1) Senior engineer starts on AWS
2) Senior engineer leaves because our industry does not value longevity or loyalty at all whatsoever (not saying it should, just observing that it doesn't)
3) New engineer comes in and panics
4) Ends up using a "managed service" to relieve the panic
5) New engineer leaves
6) Second new engineer comes in and not only panics but outright needs help
7) Paired with some "certified AWS partner" who claims to help "reduce cost" but who actually gets a kickback from the extra spend they induce (usually 10% if I'm not mistaken)

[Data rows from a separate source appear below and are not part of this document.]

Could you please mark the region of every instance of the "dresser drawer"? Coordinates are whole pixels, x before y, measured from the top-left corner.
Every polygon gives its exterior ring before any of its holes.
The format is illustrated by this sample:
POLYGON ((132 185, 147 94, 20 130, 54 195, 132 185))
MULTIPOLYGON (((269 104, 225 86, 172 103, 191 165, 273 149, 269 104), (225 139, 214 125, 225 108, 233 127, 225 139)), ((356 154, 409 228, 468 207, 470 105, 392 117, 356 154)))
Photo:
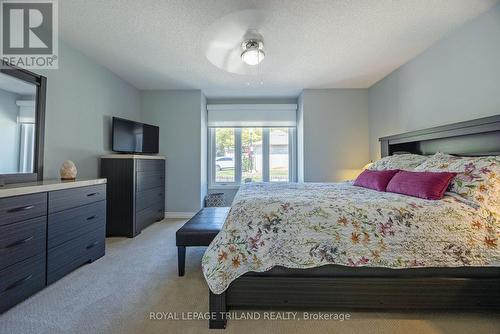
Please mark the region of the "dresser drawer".
POLYGON ((163 159, 138 159, 136 164, 138 172, 163 172, 165 170, 165 160, 163 159))
POLYGON ((49 213, 106 199, 106 185, 72 188, 49 192, 49 213))
POLYGON ((135 210, 136 212, 144 210, 145 208, 157 203, 158 201, 165 201, 164 187, 141 191, 136 194, 135 210))
POLYGON ((47 214, 47 193, 0 198, 0 225, 47 214))
POLYGON ((45 254, 46 218, 0 226, 0 270, 37 254, 45 254))
POLYGON ((47 284, 104 255, 106 227, 79 236, 47 251, 47 284))
POLYGON ((100 201, 49 215, 47 247, 72 240, 106 226, 106 202, 100 201))
POLYGON ((165 173, 163 172, 137 172, 136 173, 137 192, 144 190, 165 187, 165 173))
POLYGON ((45 253, 0 271, 0 313, 45 286, 45 253))

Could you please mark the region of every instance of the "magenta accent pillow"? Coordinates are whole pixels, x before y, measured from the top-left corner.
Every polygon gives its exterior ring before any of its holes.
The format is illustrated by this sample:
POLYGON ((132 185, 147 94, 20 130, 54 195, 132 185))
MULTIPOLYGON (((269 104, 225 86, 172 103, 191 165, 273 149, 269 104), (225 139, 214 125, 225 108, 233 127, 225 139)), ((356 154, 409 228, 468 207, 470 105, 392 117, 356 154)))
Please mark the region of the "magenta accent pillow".
POLYGON ((387 185, 387 191, 424 199, 443 198, 451 180, 457 173, 400 171, 387 185))
POLYGON ((363 188, 369 188, 378 191, 385 191, 387 184, 392 179, 398 169, 390 170, 369 170, 365 169, 359 176, 354 185, 363 188))

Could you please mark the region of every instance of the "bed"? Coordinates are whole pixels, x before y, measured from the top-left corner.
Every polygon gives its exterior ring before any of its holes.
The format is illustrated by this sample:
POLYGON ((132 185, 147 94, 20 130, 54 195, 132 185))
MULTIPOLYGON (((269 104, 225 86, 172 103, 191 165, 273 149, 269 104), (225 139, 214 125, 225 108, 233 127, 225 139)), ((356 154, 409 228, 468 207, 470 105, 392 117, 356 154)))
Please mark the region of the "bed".
MULTIPOLYGON (((384 137, 382 156, 500 154, 500 116, 384 137)), ((243 186, 203 257, 210 328, 229 309, 500 309, 500 226, 452 194, 352 183, 243 186), (213 312, 213 313, 212 313, 213 312)))

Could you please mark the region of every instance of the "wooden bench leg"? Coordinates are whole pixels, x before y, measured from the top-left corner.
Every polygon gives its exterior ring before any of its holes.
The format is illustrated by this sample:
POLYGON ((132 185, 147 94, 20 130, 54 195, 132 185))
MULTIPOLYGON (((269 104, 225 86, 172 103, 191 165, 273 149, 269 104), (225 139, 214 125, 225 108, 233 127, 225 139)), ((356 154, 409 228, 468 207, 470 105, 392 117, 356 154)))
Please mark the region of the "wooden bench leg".
POLYGON ((226 293, 220 295, 214 294, 209 291, 208 296, 208 311, 210 312, 210 320, 208 321, 209 329, 225 329, 227 324, 227 306, 226 306, 226 293))
POLYGON ((177 246, 177 267, 179 276, 184 276, 184 267, 186 266, 186 246, 177 246))

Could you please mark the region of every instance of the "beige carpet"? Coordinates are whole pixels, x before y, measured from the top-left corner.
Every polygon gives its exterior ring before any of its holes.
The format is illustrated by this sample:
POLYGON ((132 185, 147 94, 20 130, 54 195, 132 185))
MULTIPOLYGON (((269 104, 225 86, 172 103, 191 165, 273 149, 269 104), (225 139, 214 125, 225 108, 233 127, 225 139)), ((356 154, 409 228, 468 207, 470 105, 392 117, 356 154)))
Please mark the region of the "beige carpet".
MULTIPOLYGON (((187 253, 177 276, 175 231, 157 223, 134 239, 108 239, 107 254, 0 316, 0 333, 217 333, 204 320, 150 320, 150 312, 207 312, 204 248, 187 253)), ((185 313, 187 314, 187 313, 185 313)), ((481 314, 351 313, 349 321, 233 320, 224 333, 500 333, 481 314)))

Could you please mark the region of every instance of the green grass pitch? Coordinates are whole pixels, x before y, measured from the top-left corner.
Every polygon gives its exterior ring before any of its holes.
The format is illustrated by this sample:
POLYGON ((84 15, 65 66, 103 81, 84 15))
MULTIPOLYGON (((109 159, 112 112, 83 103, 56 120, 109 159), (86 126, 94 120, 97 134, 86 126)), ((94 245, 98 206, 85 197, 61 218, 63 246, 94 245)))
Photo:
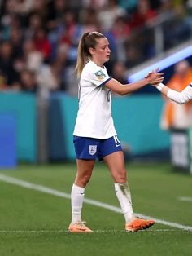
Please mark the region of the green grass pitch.
MULTIPOLYGON (((134 211, 180 228, 157 223, 128 233, 122 214, 85 203, 82 217, 94 232, 68 233, 69 199, 5 182, 1 175, 70 194, 76 165, 20 165, 0 171, 0 255, 192 255, 192 202, 179 200, 192 199, 192 176, 173 172, 168 163, 126 167, 134 211)), ((104 164, 96 164, 85 198, 120 207, 104 164)))

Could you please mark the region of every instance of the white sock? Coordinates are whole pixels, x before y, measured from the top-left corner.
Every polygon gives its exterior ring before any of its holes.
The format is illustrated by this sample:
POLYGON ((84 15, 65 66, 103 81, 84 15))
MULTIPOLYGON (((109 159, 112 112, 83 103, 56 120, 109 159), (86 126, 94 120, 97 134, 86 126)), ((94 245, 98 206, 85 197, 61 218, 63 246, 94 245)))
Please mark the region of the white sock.
POLYGON ((132 208, 131 192, 128 183, 115 183, 116 196, 123 210, 126 223, 129 223, 135 215, 132 208))
POLYGON ((81 209, 85 195, 85 188, 72 185, 71 192, 72 223, 81 221, 81 209))

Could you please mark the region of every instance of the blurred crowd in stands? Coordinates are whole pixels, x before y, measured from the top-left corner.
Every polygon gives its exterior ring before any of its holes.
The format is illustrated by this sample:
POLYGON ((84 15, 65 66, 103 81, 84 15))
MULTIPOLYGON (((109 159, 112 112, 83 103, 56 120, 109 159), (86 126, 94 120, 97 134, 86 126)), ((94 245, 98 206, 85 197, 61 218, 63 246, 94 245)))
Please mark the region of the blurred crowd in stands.
POLYGON ((191 10, 191 0, 0 0, 0 90, 76 95, 78 42, 95 30, 110 42, 110 75, 124 83, 127 69, 155 56, 149 29, 159 20, 176 17, 164 26, 165 50, 192 37, 191 10))

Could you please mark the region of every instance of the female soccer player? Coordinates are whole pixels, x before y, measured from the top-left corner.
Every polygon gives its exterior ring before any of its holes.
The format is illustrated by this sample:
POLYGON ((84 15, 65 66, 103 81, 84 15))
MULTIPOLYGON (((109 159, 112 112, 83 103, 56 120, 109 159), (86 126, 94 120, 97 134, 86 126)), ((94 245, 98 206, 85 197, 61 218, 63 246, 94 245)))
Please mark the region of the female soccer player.
POLYGON ((122 85, 108 76, 103 64, 109 60, 108 40, 98 32, 85 33, 79 42, 76 63, 79 83, 79 110, 73 133, 77 173, 72 188, 71 232, 91 232, 81 220, 85 188, 96 158, 103 160, 115 182, 115 191, 125 218, 125 230, 150 227, 153 220, 137 218, 127 183, 124 155, 114 127, 111 109, 111 90, 124 95, 147 84, 159 83, 163 73, 151 73, 139 82, 122 85))
POLYGON ((165 96, 179 104, 183 104, 192 99, 192 82, 181 92, 168 88, 162 82, 154 86, 165 96))

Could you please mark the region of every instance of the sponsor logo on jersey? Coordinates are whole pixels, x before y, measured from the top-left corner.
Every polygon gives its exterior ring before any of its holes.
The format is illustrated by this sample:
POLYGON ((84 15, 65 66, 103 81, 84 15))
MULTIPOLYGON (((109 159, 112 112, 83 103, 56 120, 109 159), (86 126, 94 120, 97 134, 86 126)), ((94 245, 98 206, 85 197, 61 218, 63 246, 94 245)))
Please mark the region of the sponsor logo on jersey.
POLYGON ((106 75, 103 70, 98 70, 98 71, 95 72, 94 74, 98 80, 103 80, 106 77, 106 75))
POLYGON ((97 152, 97 145, 89 145, 89 153, 91 156, 94 156, 97 152))

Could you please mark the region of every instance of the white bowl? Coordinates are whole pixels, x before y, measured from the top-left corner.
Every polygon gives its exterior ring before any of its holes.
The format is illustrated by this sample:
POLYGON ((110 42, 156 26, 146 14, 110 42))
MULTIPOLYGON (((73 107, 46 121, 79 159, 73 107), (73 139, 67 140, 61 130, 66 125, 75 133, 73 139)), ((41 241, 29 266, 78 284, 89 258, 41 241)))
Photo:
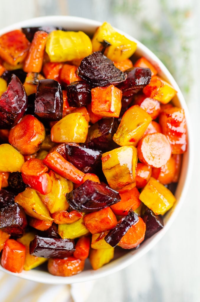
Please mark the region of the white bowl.
MULTIPOLYGON (((101 24, 97 21, 75 17, 54 16, 43 17, 31 19, 15 23, 0 30, 0 35, 14 30, 22 27, 53 25, 62 26, 68 30, 82 31, 87 33, 94 33, 101 24)), ((121 253, 118 252, 115 259, 96 271, 91 269, 86 263, 85 270, 78 275, 70 277, 53 276, 39 267, 29 271, 23 271, 20 274, 15 274, 4 269, 0 265, 0 270, 11 275, 28 280, 42 283, 52 284, 69 284, 95 279, 119 271, 127 266, 147 252, 163 236, 175 219, 181 207, 188 190, 192 175, 192 131, 189 114, 185 101, 175 80, 166 67, 157 57, 148 48, 139 41, 121 31, 118 31, 131 40, 137 43, 135 53, 138 56, 144 56, 156 67, 159 74, 170 82, 177 91, 174 99, 174 104, 183 108, 185 111, 188 133, 188 143, 187 152, 184 155, 180 177, 176 191, 177 201, 174 207, 164 218, 164 228, 151 238, 145 241, 137 249, 125 250, 121 249, 121 253)))

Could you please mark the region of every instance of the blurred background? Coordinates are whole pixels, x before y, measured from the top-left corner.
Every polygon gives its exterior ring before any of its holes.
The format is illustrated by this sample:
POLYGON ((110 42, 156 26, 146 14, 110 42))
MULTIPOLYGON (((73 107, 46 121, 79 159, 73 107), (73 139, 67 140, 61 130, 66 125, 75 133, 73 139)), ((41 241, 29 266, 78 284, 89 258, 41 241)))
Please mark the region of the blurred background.
POLYGON ((80 298, 80 302, 198 302, 200 301, 199 2, 2 0, 0 28, 30 18, 51 15, 106 21, 144 44, 166 65, 179 85, 194 129, 192 179, 184 203, 171 228, 142 258, 122 270, 92 283, 86 300, 80 298))

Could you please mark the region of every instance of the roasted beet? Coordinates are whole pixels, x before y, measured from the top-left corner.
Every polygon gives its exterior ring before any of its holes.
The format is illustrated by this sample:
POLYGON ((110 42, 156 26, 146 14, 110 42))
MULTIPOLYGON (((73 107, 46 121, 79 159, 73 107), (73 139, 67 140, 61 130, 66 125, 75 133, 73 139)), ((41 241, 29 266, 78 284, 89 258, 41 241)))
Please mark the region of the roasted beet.
POLYGON ((15 194, 5 189, 0 190, 0 209, 15 203, 15 194))
POLYGON ((88 180, 69 193, 68 201, 74 210, 89 213, 102 210, 121 199, 118 192, 88 180))
POLYGON ((163 227, 164 224, 161 215, 156 215, 153 212, 146 207, 142 215, 146 224, 145 238, 149 238, 163 227))
POLYGON ((0 229, 6 233, 21 237, 27 225, 24 210, 18 204, 10 204, 0 210, 0 229))
POLYGON ((107 243, 114 247, 119 243, 131 226, 138 219, 138 216, 131 209, 126 216, 122 218, 120 222, 111 230, 104 238, 107 243))
POLYGON ((24 86, 14 74, 0 98, 0 128, 10 128, 15 125, 24 114, 27 104, 24 86))
POLYGON ((24 34, 27 39, 30 42, 31 42, 33 38, 33 37, 36 31, 42 31, 49 34, 53 31, 56 31, 60 29, 61 31, 65 30, 63 27, 56 26, 39 26, 35 27, 23 27, 21 30, 24 34))
POLYGON ((66 145, 66 157, 68 161, 84 173, 95 173, 101 166, 102 153, 79 146, 66 145))
POLYGON ((22 180, 21 173, 19 172, 11 173, 8 182, 9 185, 8 189, 9 191, 17 194, 24 191, 27 186, 22 180))
POLYGON ((59 120, 63 116, 63 99, 61 86, 51 79, 40 80, 37 87, 35 113, 43 119, 59 120))
POLYGON ((82 107, 91 102, 91 87, 83 81, 73 82, 66 87, 67 101, 70 106, 82 107))
POLYGON ((89 128, 85 146, 104 152, 117 148, 118 146, 112 137, 118 126, 117 120, 114 117, 100 120, 89 128))
POLYGON ((127 76, 100 51, 93 53, 84 58, 78 70, 79 76, 92 87, 121 83, 125 81, 127 76))
POLYGON ((61 259, 70 256, 75 251, 73 240, 47 238, 38 235, 31 242, 29 249, 31 255, 45 258, 61 259))
POLYGON ((131 96, 137 93, 149 84, 151 78, 151 72, 149 68, 133 67, 127 69, 124 73, 127 79, 124 82, 117 85, 121 90, 123 96, 131 96))

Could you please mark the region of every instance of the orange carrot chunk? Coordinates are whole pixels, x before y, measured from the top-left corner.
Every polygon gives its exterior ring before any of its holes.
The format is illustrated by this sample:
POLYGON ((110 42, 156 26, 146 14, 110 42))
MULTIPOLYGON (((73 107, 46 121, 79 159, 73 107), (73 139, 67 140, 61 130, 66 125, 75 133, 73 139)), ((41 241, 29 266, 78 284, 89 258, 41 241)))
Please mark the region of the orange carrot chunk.
POLYGON ((26 72, 40 72, 42 69, 45 46, 48 34, 42 31, 34 34, 24 66, 26 72))
POLYGON ((172 154, 170 144, 162 133, 151 133, 144 137, 139 141, 137 149, 140 161, 156 168, 165 165, 172 154))
POLYGON ((144 239, 146 225, 141 217, 131 227, 120 240, 118 245, 123 249, 133 249, 140 244, 144 239))
POLYGON ((8 239, 3 249, 1 263, 4 268, 13 273, 21 273, 25 262, 26 248, 14 239, 8 239))
POLYGON ((89 255, 90 246, 90 238, 84 236, 78 240, 75 247, 74 257, 81 260, 85 260, 89 255))
POLYGON ((56 173, 75 184, 80 183, 85 175, 56 151, 47 154, 43 162, 56 173))

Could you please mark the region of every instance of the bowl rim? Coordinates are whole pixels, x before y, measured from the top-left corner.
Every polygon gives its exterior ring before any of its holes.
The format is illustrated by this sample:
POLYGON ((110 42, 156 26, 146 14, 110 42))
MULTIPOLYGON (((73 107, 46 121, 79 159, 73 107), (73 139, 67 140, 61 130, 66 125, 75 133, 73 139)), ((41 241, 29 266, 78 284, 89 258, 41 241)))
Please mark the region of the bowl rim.
MULTIPOLYGON (((62 26, 69 28, 70 28, 70 29, 71 28, 72 30, 72 28, 76 30, 75 28, 81 30, 81 29, 79 27, 79 25, 80 26, 82 24, 82 26, 84 27, 84 28, 82 30, 83 31, 86 31, 87 29, 85 29, 86 28, 93 32, 96 28, 102 24, 102 22, 92 19, 76 16, 63 15, 45 16, 28 19, 6 26, 0 30, 0 35, 12 30, 20 29, 22 27, 50 25, 62 26), (63 25, 64 24, 65 25, 63 25)), ((128 38, 136 42, 137 44, 136 53, 141 53, 152 63, 156 65, 156 68, 158 68, 159 70, 159 74, 161 74, 163 77, 169 82, 177 92, 177 98, 178 101, 181 107, 185 110, 188 134, 187 150, 186 153, 184 155, 185 163, 184 169, 186 172, 186 175, 183 175, 182 172, 181 173, 182 176, 182 181, 183 182, 183 186, 182 186, 182 188, 180 188, 180 194, 178 201, 172 212, 169 213, 168 220, 162 230, 156 233, 151 238, 146 240, 144 244, 142 244, 139 249, 134 250, 130 250, 125 255, 113 261, 96 271, 93 270, 84 271, 80 274, 71 277, 61 277, 53 276, 47 272, 37 269, 29 271, 23 271, 21 273, 17 274, 9 271, 0 265, 0 270, 27 280, 49 284, 71 284, 102 278, 124 268, 140 258, 152 248, 169 230, 182 206, 191 178, 193 167, 193 155, 194 153, 193 131, 189 112, 183 96, 172 76, 155 55, 136 39, 123 31, 115 27, 115 28, 119 32, 124 35, 128 38)), ((179 183, 180 181, 179 182, 179 183)), ((179 186, 178 185, 177 190, 179 186)))

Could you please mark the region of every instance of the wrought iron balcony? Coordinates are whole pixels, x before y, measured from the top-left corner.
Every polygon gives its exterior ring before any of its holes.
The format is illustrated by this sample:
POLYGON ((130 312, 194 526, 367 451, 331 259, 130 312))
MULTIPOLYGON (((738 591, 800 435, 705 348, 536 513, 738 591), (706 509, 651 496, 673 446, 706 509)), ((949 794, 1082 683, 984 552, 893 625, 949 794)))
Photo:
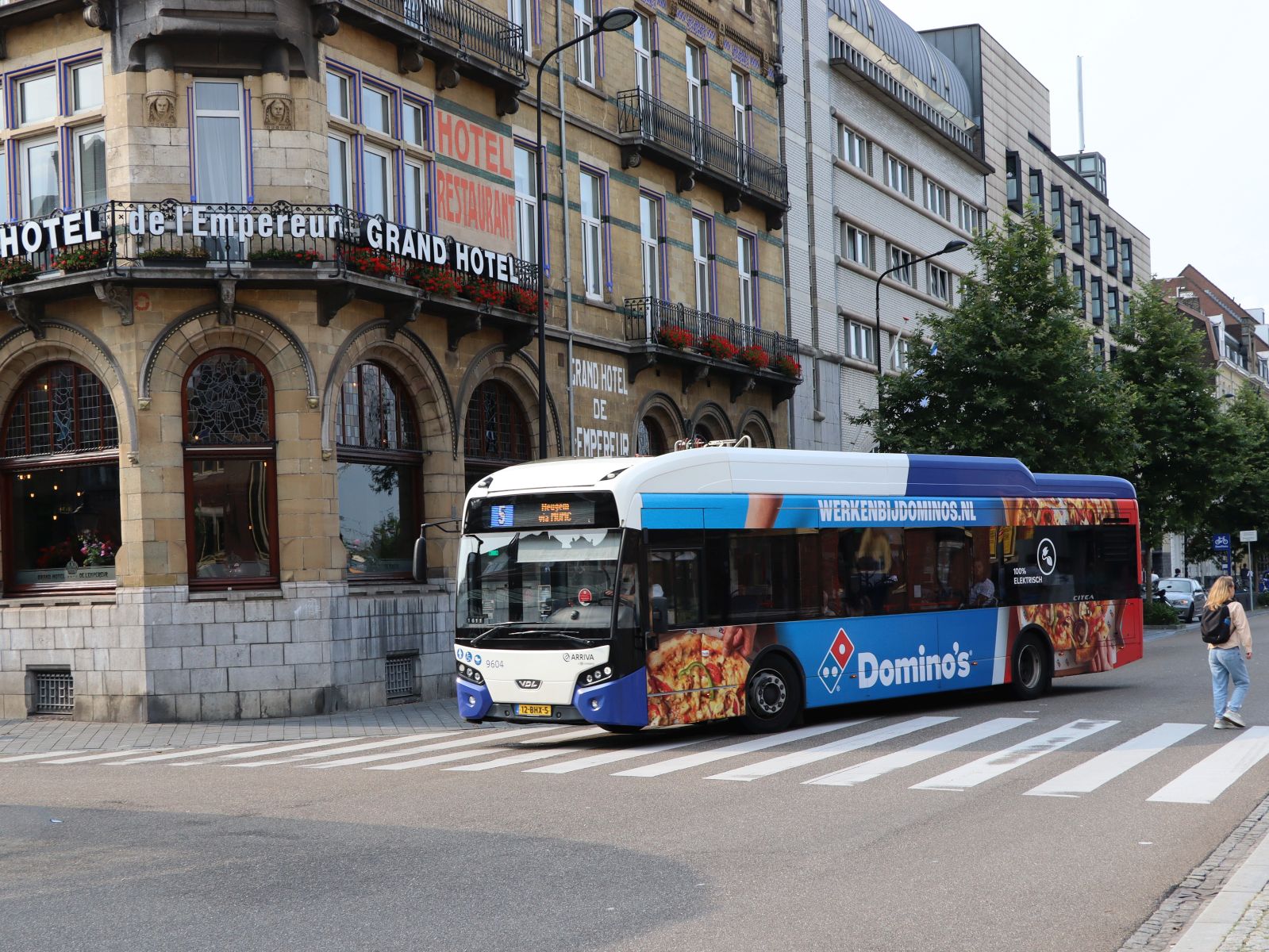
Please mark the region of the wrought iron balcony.
POLYGON ((437 86, 448 89, 458 74, 501 86, 499 113, 514 113, 515 91, 528 84, 524 30, 472 0, 345 0, 344 14, 379 27, 397 28, 406 42, 398 42, 402 72, 421 67, 419 53, 437 63, 437 86), (360 9, 358 9, 360 8, 360 9), (409 39, 421 44, 411 50, 409 39))
POLYGON ((88 292, 132 324, 132 286, 140 283, 209 287, 222 322, 232 324, 237 288, 289 288, 316 292, 322 325, 362 298, 382 303, 397 327, 424 307, 445 319, 450 349, 482 324, 524 347, 537 333, 537 265, 509 255, 490 260, 341 206, 104 202, 0 223, 0 312, 8 308, 42 336, 46 302, 88 292), (371 232, 393 251, 371 248, 371 232), (443 259, 431 248, 425 260, 425 241, 444 246, 447 264, 428 264, 443 259), (478 272, 462 264, 477 258, 478 272))
POLYGON ((688 192, 700 175, 723 193, 723 208, 740 211, 741 201, 766 213, 766 227, 779 228, 789 203, 788 171, 770 156, 694 119, 641 89, 617 94, 622 166, 631 169, 645 152, 674 166, 678 188, 688 192))
POLYGON ((631 380, 670 359, 683 364, 684 392, 714 369, 731 377, 732 401, 761 381, 780 402, 801 383, 793 338, 659 297, 628 297, 624 310, 626 340, 642 344, 631 360, 631 380))

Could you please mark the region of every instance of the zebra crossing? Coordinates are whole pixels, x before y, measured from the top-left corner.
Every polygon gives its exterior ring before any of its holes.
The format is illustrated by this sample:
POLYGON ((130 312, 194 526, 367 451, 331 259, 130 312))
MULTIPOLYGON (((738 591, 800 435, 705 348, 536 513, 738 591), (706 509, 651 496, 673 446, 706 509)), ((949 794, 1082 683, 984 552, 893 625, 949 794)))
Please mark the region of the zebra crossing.
MULTIPOLYGON (((1211 735, 1194 736, 1207 726, 1202 724, 1146 726, 1100 718, 1052 724, 1038 716, 971 720, 972 715, 855 717, 745 740, 694 729, 619 736, 599 727, 543 725, 181 749, 25 753, 0 757, 0 768, 82 764, 114 770, 180 767, 390 773, 431 768, 447 773, 556 776, 586 770, 605 773, 614 783, 673 774, 684 783, 711 786, 730 781, 812 787, 858 787, 890 778, 912 796, 966 793, 1000 783, 1019 770, 1014 776, 1041 781, 1019 791, 1023 796, 1085 797, 1113 791, 1115 782, 1124 782, 1134 769, 1167 759, 1167 770, 1179 773, 1147 796, 1146 802, 1192 805, 1213 803, 1240 781, 1259 787, 1269 781, 1263 774, 1249 777, 1269 757, 1269 727, 1247 727, 1217 740, 1211 735), (881 753, 867 755, 877 748, 881 753), (1063 759, 1067 769, 1042 778, 1044 764, 1051 763, 1043 758, 1067 748, 1063 759), (844 763, 851 755, 862 759, 844 763), (1071 767, 1071 759, 1081 755, 1071 767), (642 763, 626 763, 631 760, 642 763), (714 772, 714 764, 722 762, 736 765, 714 772), (822 773, 826 765, 835 769, 822 773)), ((1157 774, 1152 774, 1156 783, 1161 779, 1157 774)))

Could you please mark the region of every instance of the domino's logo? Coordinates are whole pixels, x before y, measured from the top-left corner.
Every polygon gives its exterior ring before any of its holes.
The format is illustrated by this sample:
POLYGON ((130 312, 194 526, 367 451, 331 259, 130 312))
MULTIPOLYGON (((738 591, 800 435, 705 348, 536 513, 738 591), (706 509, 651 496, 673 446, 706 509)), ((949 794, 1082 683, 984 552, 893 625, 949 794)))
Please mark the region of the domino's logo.
POLYGON ((841 683, 841 677, 846 671, 846 663, 855 652, 855 645, 846 635, 845 628, 838 628, 838 636, 829 645, 829 654, 820 661, 819 677, 825 689, 832 694, 841 683))

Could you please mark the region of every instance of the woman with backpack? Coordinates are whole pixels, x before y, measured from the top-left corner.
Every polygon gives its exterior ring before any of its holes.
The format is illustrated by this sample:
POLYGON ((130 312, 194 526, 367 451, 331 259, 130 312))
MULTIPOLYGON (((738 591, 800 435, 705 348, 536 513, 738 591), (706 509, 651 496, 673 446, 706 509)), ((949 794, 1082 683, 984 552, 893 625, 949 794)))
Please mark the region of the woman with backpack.
POLYGON ((1246 727, 1241 711, 1251 687, 1246 665, 1251 660, 1251 626, 1242 605, 1233 600, 1233 579, 1228 575, 1212 583, 1199 631, 1207 642, 1207 664, 1212 669, 1212 706, 1216 710, 1212 726, 1246 727), (1228 693, 1231 682, 1232 696, 1228 693))

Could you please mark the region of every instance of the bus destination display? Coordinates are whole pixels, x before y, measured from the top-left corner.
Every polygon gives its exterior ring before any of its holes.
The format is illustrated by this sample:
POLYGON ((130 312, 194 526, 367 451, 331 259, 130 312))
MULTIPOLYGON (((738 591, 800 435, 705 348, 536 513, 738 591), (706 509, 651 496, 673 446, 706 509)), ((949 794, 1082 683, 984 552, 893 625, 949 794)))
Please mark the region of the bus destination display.
POLYGON ((494 503, 489 508, 489 526, 492 529, 594 524, 595 503, 590 499, 520 500, 494 503))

Calling it it ransomware is obviously hyperbolic but there are definitely some parallels one could draw
On top of it all, AWS pricing is about to massively go up due to the RAM price increase. There's no way it can't since AWS is over half of Amazon's profit while only around 15% of its revenue.
In theory with perfect documentation they’d have a good head start to learn it, but there is always a lot of unwritten knowledge involved in managing an inherited setup.
With AWS the knowledge is at least transferable and you can find people who have worked with that exact thing before.
Engineers also leave for a lot of reasons. Even highly paid engineers go off and retire, change to a job for more novelty, or decide to try starting their own business.
unfortunately it lot of things in AWS that also could be messed up so it might be really hard to research what is going on. For example, you could have hundreds of Lambdas running without any idea where original sources and how they connected to each-other, or complex VPCs network routing where some rules and security groups shared randomly between services so if you do small change it could lead to completely difference service to degrade (like you were hired to help with service X but after you changes some service Y went down and you even not aware that it existed)
"Today, we are going to calculate the power requirements for this rack, rack the equipment, wire power and network up, and learn how to use PXE and iLO to get from zero to operational."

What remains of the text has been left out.